During last Monday's Senate hearing, legislators hammered SEC's regulatory lapses in the Legacy-related failures. Senate President Juan Ponce Enrile sought the resignation of Jesus Martinez, Barin's colleague in the commission, after two former executives of the Legacy Group presented paper trails that implied Martinez protected Legacy's pre-need firms so they could continue their operations despite not meeting SEC requirements.
Martinez, a political appointee who is retiring this week, is now facing investigations, including a lifestyle check, for possible administrative lapses. He is also not allowed to leave the country.
On Tuesday, however, Senator Enrile called for the inclusion of Barin and the other SEC commissioners in the administrative investigations since "one [commissioner] is not the commission. They must share the responsibility for the fiasco that has happened," he said.
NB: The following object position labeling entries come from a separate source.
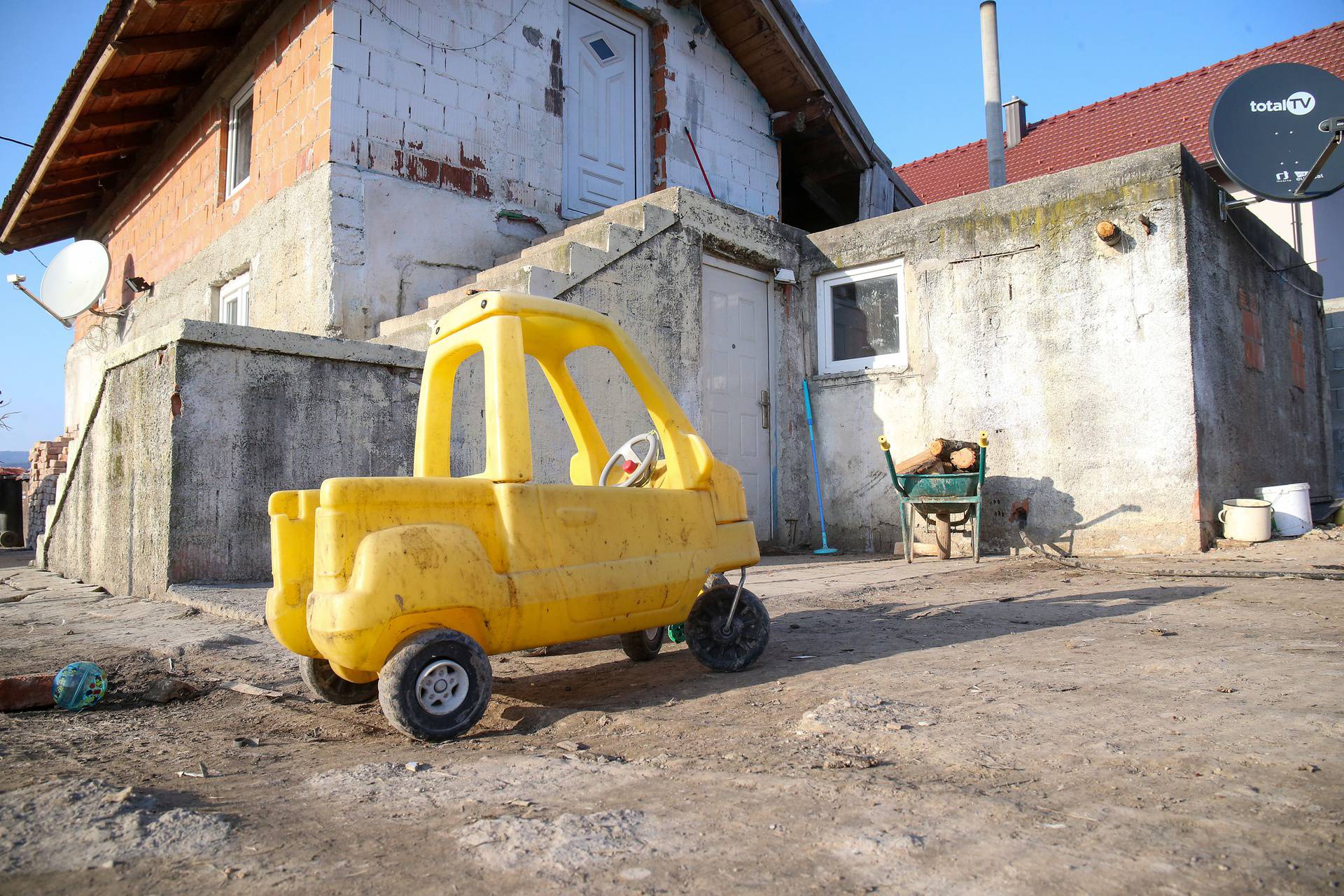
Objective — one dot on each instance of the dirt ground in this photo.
(1008, 729)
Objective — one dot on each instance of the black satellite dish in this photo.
(1275, 130)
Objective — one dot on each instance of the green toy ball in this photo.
(78, 685)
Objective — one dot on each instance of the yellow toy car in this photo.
(400, 587)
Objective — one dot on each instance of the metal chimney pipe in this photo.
(993, 108)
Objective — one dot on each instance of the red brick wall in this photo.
(181, 207)
(46, 464)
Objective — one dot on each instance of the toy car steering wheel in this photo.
(638, 469)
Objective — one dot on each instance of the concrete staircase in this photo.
(547, 267)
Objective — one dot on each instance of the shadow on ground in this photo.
(828, 637)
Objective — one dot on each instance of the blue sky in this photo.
(911, 69)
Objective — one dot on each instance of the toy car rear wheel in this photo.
(328, 685)
(643, 647)
(738, 645)
(436, 685)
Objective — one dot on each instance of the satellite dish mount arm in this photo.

Enrile said a resolution he would file would express the chamber’s "disgust" and seek the resignation of all commission members.
Aside from Barin and Martinez, the other commissioners are Ma. Juanita Elegir-Cueto, Raul J. Palabrica, and Thaddeus E. Venturanza.
Barin's profile
Before assuming her post at the helm of the SEC in September 1, 2004, Barin spent decades in various regulatory bodies engaged in energy and in banking and financial services
She was a member of the Monetary Board, the central bank's policy-making body, from 2002 to 2004, and worked closely as consultant or legal counsel to the Bangko Sentral ng Pilipinas, and before that, with the Philippine Deposit Insurance Corporation.
Barin was also the first chairperson of the Energy Regulatory Commission, which, in 2001, was a newly-created quasi-judicial body mandated to regulate the electric power industry.
Despite her credentials, her appointment to the SEC, however, has been widely seen as a politically motivated. Her closeness to President Arroyo and First Gentleman Mike Arroyo, who was Barin's partner in a law firm in the eighties, has clouded opinions about her ability to do her job independently.
"The insinuations that I can get favors from the president anytime are not true. In the first place, I was appointed to this position to do a job. Should I keep on disturbing the President to ask for what I want?" she told Malacañang reporters.
She added, "There is no truth that I was a godmother in the wedding of the President."
Pre-need mess
When Barin assumed her post in the SEC, the pre-need industry woes, especially those that involved market leader College Assurance Plan (CAP), were just unveiling. CAP's eventual collapse left almost one million planholders unable to benefit from the financial products they bought.
In 2005, other high-profile pre-need firms, such as Yuchengco-led Pacific Plans Inc., started admitting that they, too, were in financial trouble.
Clients of then embattled Pacific Plans formed PEP Coalition, a group of parents with investments in the pre-need firm. Barin and PEP's president, Philip Piccio are not in good terms. Piccio has helped pave the way for Legacy's two former executives to present documentary evidence that pinned down SEC commissioner Martinez in Monday's Senate hearing.
The two former Legacy executives were charged by the BSP with syndicated estafa for their role in Legacy's questionable practices.